The ruling came in a public records lawsuit brought by the American Civil Liberties Union, which had requested information on all federal cases in which prosecutors had obtained cellphone data without a warrant to track a user's whereabouts.
The Justice Department earlier released information on cases that resulted in a conviction, but the ACLU also sought information about the small number of such cases that ended in a defendant's favor.
The U.S. Court of Appeals for the District of Columbia Circuit previously held that the Justice Department was obligated under the Freedom of Information Act to disclose the case name and docket information on warrantless cellphone tracking prosecutions that ended with a conviction. But in a 2-1 decision Friday, the judges said defendants who are acquitted or have had the charges against them dismissed enjoy extra privacy interests that outweigh the public benefit in disclosing that information.
Though the appeal turned on a small number of cases, the dispute nonetheless unfolded against the backdrop of ever-advancing law enforcement technologies and the ongoing debate over privacy protections.
"While this attention would have been warranted at the time of indictment, now that these defendants have been acquitted or had the relevant charges dismissed they have a significant and justified interest in avoiding additional and unnecessary publicity," Judge David Tatel wrote.

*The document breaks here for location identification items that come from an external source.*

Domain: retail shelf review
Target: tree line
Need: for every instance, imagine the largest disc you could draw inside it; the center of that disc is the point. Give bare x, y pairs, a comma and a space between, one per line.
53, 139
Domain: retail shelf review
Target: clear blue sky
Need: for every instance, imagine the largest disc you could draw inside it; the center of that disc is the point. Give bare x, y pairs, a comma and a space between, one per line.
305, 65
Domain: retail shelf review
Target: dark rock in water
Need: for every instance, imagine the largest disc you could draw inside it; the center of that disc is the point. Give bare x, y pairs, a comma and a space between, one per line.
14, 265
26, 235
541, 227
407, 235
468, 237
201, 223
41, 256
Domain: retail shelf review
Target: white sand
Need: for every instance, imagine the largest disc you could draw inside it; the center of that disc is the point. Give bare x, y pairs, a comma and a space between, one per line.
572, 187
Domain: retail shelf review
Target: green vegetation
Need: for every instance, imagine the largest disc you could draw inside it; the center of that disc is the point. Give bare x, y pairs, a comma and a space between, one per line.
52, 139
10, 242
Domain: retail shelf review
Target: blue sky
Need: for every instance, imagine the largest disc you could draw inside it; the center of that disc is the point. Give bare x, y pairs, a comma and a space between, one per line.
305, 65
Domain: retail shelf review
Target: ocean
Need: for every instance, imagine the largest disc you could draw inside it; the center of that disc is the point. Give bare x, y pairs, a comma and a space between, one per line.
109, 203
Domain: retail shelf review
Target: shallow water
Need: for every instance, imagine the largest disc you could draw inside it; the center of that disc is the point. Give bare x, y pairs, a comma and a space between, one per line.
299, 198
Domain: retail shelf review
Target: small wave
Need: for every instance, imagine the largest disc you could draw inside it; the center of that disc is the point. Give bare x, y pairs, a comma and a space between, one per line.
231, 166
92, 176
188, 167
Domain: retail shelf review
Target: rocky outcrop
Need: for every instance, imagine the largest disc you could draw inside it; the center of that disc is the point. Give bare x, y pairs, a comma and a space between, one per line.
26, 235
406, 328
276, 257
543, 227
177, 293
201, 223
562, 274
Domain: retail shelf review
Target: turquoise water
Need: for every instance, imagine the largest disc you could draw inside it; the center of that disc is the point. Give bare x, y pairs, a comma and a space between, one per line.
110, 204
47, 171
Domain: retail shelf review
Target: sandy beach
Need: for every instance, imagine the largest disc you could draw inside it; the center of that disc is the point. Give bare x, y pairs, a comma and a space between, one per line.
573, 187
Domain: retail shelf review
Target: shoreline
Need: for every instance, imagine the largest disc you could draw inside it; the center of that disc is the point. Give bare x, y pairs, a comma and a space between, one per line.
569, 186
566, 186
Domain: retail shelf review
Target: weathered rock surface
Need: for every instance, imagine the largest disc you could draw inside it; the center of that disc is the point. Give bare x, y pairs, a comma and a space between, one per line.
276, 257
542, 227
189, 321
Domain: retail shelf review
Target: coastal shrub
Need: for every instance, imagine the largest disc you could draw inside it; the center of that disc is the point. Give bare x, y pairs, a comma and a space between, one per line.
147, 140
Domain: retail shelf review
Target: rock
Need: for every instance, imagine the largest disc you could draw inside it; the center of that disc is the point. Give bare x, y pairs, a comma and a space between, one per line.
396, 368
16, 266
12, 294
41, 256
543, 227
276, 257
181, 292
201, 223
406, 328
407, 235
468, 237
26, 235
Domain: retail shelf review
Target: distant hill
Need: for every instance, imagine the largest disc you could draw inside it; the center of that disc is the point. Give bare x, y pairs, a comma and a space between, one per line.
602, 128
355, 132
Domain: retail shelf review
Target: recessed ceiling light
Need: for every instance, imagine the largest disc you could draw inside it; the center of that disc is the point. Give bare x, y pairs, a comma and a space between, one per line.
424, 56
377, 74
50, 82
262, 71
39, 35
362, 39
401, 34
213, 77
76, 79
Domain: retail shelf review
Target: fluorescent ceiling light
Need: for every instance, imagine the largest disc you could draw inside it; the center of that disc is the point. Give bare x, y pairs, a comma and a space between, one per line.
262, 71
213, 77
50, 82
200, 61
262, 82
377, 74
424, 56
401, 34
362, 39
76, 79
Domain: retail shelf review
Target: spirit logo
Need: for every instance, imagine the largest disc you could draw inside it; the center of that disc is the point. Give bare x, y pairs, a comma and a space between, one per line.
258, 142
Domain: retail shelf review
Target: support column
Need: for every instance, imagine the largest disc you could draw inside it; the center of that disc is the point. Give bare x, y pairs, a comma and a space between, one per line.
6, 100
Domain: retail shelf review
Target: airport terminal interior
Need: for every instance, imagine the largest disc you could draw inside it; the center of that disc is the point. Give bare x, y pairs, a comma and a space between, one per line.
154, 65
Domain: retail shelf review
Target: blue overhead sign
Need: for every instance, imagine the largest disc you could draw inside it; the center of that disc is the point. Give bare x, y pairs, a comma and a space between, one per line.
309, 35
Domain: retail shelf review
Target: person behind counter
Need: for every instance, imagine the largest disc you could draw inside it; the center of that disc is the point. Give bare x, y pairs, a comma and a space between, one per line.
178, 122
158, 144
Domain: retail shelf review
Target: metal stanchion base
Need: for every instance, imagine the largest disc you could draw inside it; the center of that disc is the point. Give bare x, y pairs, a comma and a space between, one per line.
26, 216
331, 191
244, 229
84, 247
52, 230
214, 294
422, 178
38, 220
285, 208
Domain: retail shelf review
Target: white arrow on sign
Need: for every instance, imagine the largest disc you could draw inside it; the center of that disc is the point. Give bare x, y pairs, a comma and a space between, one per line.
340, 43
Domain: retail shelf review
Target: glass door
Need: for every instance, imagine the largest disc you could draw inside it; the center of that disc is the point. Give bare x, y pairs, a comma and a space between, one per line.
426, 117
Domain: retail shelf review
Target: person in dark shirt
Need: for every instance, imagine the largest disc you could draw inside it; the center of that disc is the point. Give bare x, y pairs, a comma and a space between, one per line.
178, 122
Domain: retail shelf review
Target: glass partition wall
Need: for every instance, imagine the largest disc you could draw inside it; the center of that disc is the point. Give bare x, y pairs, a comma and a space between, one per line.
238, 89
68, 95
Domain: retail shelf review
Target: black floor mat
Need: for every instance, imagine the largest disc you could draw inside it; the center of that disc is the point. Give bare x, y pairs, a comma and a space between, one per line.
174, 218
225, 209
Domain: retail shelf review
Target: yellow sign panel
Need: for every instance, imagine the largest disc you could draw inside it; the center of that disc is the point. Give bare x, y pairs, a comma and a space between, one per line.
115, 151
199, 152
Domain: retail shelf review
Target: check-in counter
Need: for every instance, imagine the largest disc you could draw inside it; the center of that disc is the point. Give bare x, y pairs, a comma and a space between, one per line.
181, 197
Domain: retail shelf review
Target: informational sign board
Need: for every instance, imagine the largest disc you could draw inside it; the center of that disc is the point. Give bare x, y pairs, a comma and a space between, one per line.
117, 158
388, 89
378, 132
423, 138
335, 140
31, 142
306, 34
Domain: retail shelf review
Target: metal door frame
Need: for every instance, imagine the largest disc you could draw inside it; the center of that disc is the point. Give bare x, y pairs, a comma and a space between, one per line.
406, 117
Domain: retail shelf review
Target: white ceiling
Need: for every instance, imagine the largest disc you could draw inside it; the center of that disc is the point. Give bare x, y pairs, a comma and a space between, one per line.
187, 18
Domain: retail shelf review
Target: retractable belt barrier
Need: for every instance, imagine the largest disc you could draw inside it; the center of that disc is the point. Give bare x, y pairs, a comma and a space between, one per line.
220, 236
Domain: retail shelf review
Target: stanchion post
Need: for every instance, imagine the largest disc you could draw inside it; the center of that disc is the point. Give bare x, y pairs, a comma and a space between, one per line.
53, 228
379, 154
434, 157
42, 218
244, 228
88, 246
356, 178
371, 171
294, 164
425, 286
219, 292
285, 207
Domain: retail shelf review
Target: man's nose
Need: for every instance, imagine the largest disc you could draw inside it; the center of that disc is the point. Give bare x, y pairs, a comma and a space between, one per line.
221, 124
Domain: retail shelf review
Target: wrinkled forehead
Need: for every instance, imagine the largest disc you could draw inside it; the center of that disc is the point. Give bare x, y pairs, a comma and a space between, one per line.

"Once a person has been publicly indicted, and that information is easily available on the Internet, it's just unrealistic to say that the person has an ongoing interest in the privacy of his public indictment" that outweighs the public's right to know what happened, said Arthur Spitzer, the legal director of the ACLU in Washington. He said he was disappointed by the decision.
The Justice Department, in responding to the ACLU lawsuit, identified 229 prosecutions since 2001 in which a judge had approved the government's request to obtain cellphone tracking data without making a finding of probable cause. The department refused to turn the list over, but after an earlier appeals court decision, ultimately released docket information for 214 cases that resulted in guilty pleas or convictions.
Since the ACLU didn't challenge the Justice Department's authority to withhold information on sealed cases, the only cases at issue in the appeal were six that ended with acquittal or dropped charges.
Judge Janice Rogers Brown dissented from the majority opinion, saying the six disputed cases already exist in the public domain and can easily be accessed through a Google search or other means.
"An individual who is indicted and tried has no privacy interest that can protect the public record of prosecution from disclosure -- even if the ultimate outcome was acquittal or dismissal," she wrote.